Elphinstone foot bridge widening didn’t need any clearances from the top

| TNN | Sep 30, 2017, 23:35 IST
NEW DELHI: It was sheer laxity on the part of local railway administration in executing the project for widening of rail foot-over-bridge at Elphinstone station sanctioned in 2016 which led to the death of 23 people in Mumbai.

There was no reason why a small project costing just about Rs 12 crore sanctioned in the 2016-17 budget could not be implemented in 18 months, that too at a time railways during the tenure of Suresh Parbhu had delegated the powers to general managers to take up such projects.

"The concerned GM was not even supposed to get approval of railway board of detailed estimates for this project," said a railway official.

When projects announced in the budget for doubling and tripling of railway tracks worth thousands of crores which require multiple clearances like that of the Niti Aayog and Cabinet had been awarded, why did the GM fail to execute this project, the official asked.

"Rail ministry can't chase every small project. Local rail administration has to take up the responsibility of execution," said another official, adding that railway bureaucracy is shying away in taking up responsibility and Elphinstone tragedy is a case in point.


TOI reported on Friday that widening of rail FoB at Elphinstone station was announced in last year's budget by Prabhu, but the transporter has failed to award the tender costing just Rs 11.86 even though almost 18 months have gone by since then.
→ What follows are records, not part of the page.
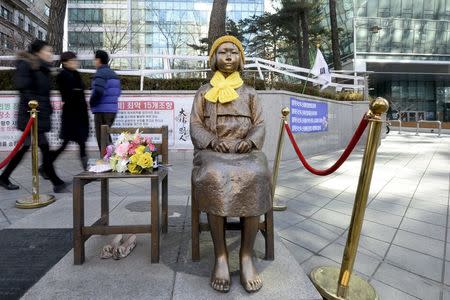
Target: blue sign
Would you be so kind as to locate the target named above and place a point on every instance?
(308, 116)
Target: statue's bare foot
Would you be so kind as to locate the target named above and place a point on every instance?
(220, 278)
(250, 279)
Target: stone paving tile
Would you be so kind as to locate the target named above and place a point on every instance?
(407, 282)
(425, 216)
(423, 228)
(429, 206)
(313, 199)
(384, 196)
(301, 254)
(286, 192)
(321, 191)
(388, 207)
(387, 292)
(339, 206)
(363, 264)
(285, 219)
(333, 218)
(415, 262)
(304, 238)
(302, 208)
(420, 243)
(369, 246)
(378, 231)
(347, 197)
(318, 261)
(382, 217)
(321, 229)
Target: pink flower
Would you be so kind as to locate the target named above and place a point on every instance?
(122, 149)
(148, 140)
(109, 152)
(132, 149)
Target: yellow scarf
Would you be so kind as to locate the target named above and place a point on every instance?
(223, 88)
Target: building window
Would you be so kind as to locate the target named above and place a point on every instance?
(85, 40)
(6, 13)
(21, 21)
(5, 41)
(31, 29)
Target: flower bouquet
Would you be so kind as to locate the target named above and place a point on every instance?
(131, 152)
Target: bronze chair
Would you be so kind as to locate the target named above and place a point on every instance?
(266, 228)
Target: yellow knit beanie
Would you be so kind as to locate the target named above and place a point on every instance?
(227, 39)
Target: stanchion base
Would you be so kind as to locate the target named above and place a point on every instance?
(325, 279)
(28, 202)
(279, 207)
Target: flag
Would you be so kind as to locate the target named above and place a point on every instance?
(320, 69)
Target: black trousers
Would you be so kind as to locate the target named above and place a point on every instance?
(103, 119)
(47, 163)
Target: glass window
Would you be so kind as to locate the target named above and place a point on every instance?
(6, 13)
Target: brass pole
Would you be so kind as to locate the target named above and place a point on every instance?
(36, 200)
(331, 282)
(34, 152)
(276, 164)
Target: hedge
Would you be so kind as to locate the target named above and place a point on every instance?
(134, 83)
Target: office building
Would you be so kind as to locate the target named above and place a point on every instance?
(22, 21)
(146, 27)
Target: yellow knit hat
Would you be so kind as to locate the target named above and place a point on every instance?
(226, 39)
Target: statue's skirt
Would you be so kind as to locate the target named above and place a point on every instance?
(231, 184)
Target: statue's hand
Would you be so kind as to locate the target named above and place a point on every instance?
(244, 146)
(221, 147)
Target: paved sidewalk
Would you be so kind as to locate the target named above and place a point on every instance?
(403, 247)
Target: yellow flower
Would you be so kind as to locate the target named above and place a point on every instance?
(145, 160)
(140, 149)
(134, 158)
(134, 168)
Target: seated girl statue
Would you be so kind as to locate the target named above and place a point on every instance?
(230, 177)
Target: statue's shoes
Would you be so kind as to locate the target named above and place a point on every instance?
(107, 250)
(129, 243)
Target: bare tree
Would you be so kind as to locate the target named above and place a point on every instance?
(56, 24)
(334, 36)
(217, 20)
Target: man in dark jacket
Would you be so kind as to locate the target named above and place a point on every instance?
(105, 94)
(32, 79)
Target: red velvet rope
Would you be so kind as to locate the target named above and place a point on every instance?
(351, 145)
(19, 143)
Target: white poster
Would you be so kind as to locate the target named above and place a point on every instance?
(135, 110)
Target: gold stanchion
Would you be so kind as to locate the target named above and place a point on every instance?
(276, 164)
(331, 282)
(35, 200)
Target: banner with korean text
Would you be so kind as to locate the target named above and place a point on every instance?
(308, 116)
(135, 110)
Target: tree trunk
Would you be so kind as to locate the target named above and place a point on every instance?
(56, 25)
(305, 37)
(217, 21)
(334, 36)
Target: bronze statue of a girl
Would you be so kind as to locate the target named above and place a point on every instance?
(230, 175)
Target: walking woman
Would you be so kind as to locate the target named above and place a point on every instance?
(32, 79)
(74, 118)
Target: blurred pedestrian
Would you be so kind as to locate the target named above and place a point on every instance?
(32, 79)
(74, 117)
(105, 94)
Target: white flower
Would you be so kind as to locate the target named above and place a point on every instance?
(122, 165)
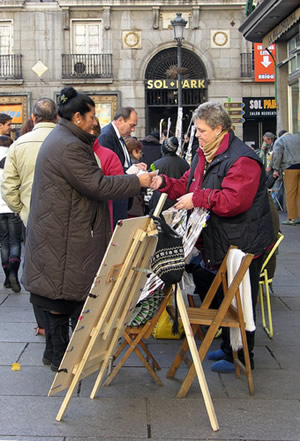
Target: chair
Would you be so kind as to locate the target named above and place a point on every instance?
(265, 283)
(134, 338)
(226, 316)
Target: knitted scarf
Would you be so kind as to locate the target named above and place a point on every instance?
(210, 149)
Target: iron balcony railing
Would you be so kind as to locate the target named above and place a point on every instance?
(10, 67)
(86, 66)
(247, 64)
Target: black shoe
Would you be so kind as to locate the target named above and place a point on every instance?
(54, 368)
(59, 331)
(6, 283)
(14, 282)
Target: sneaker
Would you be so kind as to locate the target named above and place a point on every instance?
(289, 222)
(223, 367)
(6, 283)
(216, 355)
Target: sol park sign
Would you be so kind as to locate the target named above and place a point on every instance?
(173, 84)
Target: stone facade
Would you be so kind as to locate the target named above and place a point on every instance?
(133, 32)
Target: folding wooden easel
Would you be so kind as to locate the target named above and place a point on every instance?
(108, 309)
(225, 316)
(134, 342)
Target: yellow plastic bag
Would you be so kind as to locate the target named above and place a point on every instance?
(163, 328)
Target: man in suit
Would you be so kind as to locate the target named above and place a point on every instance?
(112, 136)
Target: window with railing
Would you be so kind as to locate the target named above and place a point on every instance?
(10, 67)
(86, 66)
(247, 64)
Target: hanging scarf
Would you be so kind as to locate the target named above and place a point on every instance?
(210, 149)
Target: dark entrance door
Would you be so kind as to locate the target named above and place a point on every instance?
(161, 96)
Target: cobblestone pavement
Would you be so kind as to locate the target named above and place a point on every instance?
(134, 407)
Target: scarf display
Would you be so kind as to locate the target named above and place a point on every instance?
(210, 149)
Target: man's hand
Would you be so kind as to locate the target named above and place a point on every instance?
(141, 166)
(156, 182)
(185, 202)
(145, 179)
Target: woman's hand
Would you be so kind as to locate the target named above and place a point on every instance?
(156, 182)
(185, 202)
(141, 166)
(145, 179)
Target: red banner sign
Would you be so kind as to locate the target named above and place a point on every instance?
(264, 68)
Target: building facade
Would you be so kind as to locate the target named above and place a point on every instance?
(278, 22)
(123, 53)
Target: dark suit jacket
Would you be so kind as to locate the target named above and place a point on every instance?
(109, 139)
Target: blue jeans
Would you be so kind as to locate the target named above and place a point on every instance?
(10, 237)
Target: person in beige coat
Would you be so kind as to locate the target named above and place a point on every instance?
(21, 158)
(19, 169)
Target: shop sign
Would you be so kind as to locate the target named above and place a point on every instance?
(264, 67)
(260, 107)
(14, 111)
(173, 84)
(283, 27)
(235, 111)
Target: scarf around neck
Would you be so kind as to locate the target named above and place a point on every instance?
(210, 149)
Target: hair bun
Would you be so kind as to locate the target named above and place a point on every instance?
(66, 95)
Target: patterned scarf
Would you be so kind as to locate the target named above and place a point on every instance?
(210, 149)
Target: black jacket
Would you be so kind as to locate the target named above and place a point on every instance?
(69, 223)
(251, 231)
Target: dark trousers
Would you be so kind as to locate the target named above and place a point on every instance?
(10, 238)
(203, 279)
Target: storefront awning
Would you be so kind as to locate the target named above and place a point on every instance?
(266, 17)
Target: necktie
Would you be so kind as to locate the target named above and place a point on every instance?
(127, 161)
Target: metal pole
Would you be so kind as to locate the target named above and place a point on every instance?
(179, 45)
(179, 99)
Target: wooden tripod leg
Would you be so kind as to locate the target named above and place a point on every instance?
(197, 363)
(148, 367)
(131, 348)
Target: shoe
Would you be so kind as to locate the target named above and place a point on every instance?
(219, 333)
(216, 355)
(5, 267)
(223, 367)
(14, 282)
(54, 368)
(289, 222)
(39, 331)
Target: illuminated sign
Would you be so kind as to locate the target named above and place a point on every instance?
(260, 107)
(14, 111)
(173, 84)
(264, 68)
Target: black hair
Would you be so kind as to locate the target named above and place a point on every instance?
(123, 112)
(5, 141)
(70, 102)
(281, 132)
(4, 118)
(45, 110)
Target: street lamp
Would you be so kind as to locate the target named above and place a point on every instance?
(178, 25)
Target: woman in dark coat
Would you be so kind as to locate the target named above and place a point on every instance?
(69, 224)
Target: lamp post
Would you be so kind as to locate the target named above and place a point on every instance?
(178, 25)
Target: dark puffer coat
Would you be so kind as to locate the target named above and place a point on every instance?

The tragedy in Mumbai is yet another reflection of the fund crunch faced by railways and constraints of colonial-era rail bureaucracy which is poor in implementation but refuses to take up the challenge and resists any move to revamp it.


Even railway officers admit in private that top rail bureaucracy, unlike its other civil service counterparts like IAS, has repeatedly failed to stand up to pressure from the political leadership which results in announcements of new trains and projects on purely popular compulsions, ignoring commercial viability and knowing well that the infrastructure was under severe stress.


"Free and frank advice by top railways officials to ministers in the interest of railways is rare," said an official.